Focus Areas

EP Analytics’ expertise and tools can assist enterprises in maximizing the return-on-investment in HPC systems. We assist clients with Performance Characterization, Energy Efficiency, System Design and Emerging Technology Integration.

Performance Prediction

Energy Efficiency

From 2005 to 2010, the electricity costs of operating HPC systems and server farms/datacenters increased by 36% (from 7 Giga-Watts to almost 10 Giga-Watts total in the United States), according to a 2011 report on electricity growth within datacenters [2]. This growth was actually dampened by the global recession; it had been forecast by the Environmental Protection Agency to double and it is very likely to double in the 2010-2015 timeframe as the US economy continues to rebound [3]. Utility costs and constraints on power delivery are limiting the expansion of large scale computing systems just as society and commercial enterprises are coming to rely more heavily on such systems in the domains of High Performance Computing (HPC), Cloud Computing, and “Hyperscale” computing. Developing more energy efficient modes of operation for large-scale server installations with minimal performance disturbance will reduce the cost of operation, reduce carbon emission, and enable the same computation to be completed with less energy, helping usher in an era of “Green Computing.”

To bring green computing to reality, EP Analytics, Inc. envisions an Energy Efficiency Management Platform (E2MP), a power-aware, green computing technology that can enact performance-neutral power and reliability management policies on high performance computing (HPC) centers. E2MP’s design allows it to take a system-wide, holistic view of power and reliability management and dynamically make fine-grain power and thermal adaptations at the compute-node-level and at the facility-level in response to the behavior of the applications running in the facility. E2MP continuously monitors a number of important metrics, including chip temperature, instantaneous per-component power draw and ambient room temperature, then relates those metrics via predictive models to specific application software behavior (e.g., quantity of main-memory traffic) and uses those relationships to steer systems towards better energy efficiency and reliability. This is a transformative vision that requires an integrated and symbiotic hardware/software stack for managing energy and has the potential to significantly reduce the overall energy consumption of servers and server-farms/datacenters.


Related Papers & Presentations

October, 2015

Building Blocks for a System-wide Power and Thermal Management Framework

Abstract: Next generation Exascale systems face the difficult challenge of managing the power and thermal constraints that come from packaging more transistors into a smaller space while adding more processors into a single system. To combat this, HPC center operators are looking for methodologies to save operational energy. Energy consumption in an HPC center is governed by the complex interactions between a number of different components. Without a coordinated and system-wide perspective on reducing energy consumption, isolated actions taken on one component with the intent to lower energy consumption can actually have the opposite effect on another component, thereby canceling out the net effect.
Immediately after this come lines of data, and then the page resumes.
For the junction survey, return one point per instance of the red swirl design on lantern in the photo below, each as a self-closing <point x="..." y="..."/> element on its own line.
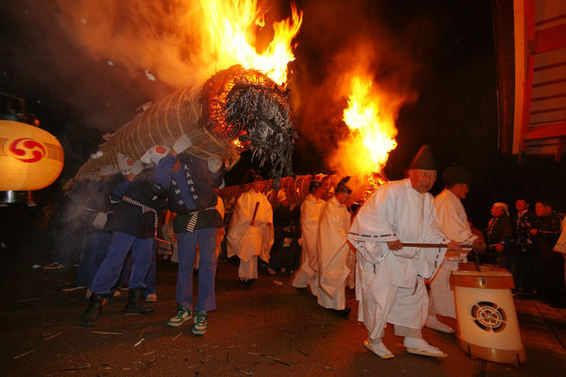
<point x="27" y="150"/>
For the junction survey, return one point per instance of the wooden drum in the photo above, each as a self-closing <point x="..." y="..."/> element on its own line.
<point x="487" y="321"/>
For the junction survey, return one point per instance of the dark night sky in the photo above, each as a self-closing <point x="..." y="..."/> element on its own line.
<point x="448" y="46"/>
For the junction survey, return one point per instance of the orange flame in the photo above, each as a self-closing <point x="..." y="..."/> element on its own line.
<point x="372" y="128"/>
<point x="230" y="25"/>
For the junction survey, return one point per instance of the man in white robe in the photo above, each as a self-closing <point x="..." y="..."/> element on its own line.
<point x="390" y="276"/>
<point x="307" y="274"/>
<point x="453" y="222"/>
<point x="334" y="251"/>
<point x="250" y="234"/>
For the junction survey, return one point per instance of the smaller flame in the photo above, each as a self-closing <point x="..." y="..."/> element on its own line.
<point x="372" y="129"/>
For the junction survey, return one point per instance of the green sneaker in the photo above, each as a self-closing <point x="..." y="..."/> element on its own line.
<point x="181" y="316"/>
<point x="200" y="323"/>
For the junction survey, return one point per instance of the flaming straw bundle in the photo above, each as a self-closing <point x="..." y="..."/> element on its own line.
<point x="235" y="105"/>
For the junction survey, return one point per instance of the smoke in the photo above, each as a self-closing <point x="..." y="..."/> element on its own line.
<point x="160" y="37"/>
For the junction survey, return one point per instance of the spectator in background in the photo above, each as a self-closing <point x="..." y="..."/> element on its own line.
<point x="499" y="236"/>
<point x="523" y="223"/>
<point x="550" y="269"/>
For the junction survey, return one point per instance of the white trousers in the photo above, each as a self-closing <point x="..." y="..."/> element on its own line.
<point x="406" y="308"/>
<point x="338" y="302"/>
<point x="248" y="270"/>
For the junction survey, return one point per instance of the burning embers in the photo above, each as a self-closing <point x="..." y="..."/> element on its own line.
<point x="247" y="107"/>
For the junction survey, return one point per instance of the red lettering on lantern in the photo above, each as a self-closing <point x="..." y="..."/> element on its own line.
<point x="27" y="150"/>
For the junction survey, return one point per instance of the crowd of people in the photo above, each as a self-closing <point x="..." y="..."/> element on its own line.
<point x="397" y="250"/>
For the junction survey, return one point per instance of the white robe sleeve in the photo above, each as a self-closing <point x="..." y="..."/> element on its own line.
<point x="371" y="230"/>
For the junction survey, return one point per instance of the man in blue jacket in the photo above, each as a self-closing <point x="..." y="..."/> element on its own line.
<point x="138" y="202"/>
<point x="191" y="182"/>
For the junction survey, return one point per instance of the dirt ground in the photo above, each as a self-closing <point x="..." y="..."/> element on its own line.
<point x="270" y="329"/>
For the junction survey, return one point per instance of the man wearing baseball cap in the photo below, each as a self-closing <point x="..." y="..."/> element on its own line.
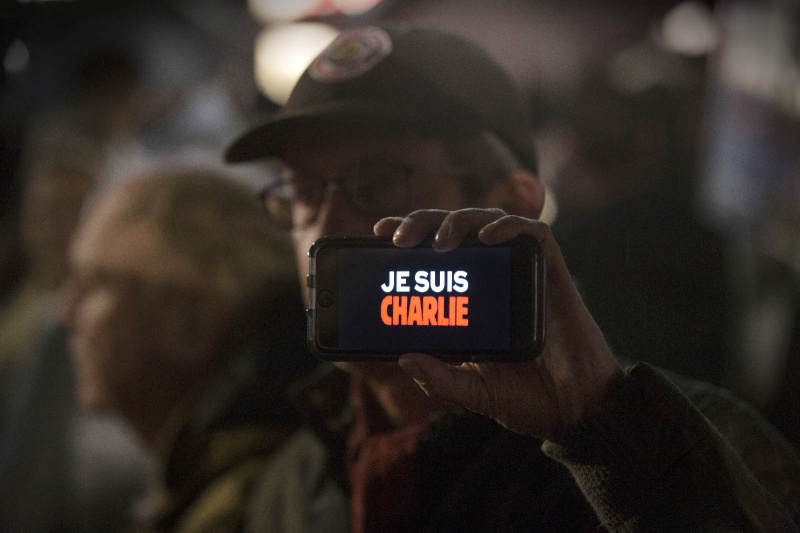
<point x="416" y="133"/>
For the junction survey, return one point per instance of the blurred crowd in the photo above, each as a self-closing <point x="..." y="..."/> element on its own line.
<point x="674" y="188"/>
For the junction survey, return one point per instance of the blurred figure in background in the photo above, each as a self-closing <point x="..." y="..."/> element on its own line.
<point x="184" y="317"/>
<point x="60" y="470"/>
<point x="651" y="272"/>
For example, increasing the setpoint (or ambient temperature) to save cooling energy can lead to increased compute-node fan power and increased chip leakage power. This paper presents the building blocks required to develop and implement a system-wide framework that can take a coordinated approach to enact thermal and power management decisions at compute-node (e.g., CPU speed throttling) and infrastructure levels (e.g., selecting optimal setpoint). These building blocks consist of a suite of models that inform the thermal and power footprint of different computations, and present relationships between computational properties and datacenter operating conditions.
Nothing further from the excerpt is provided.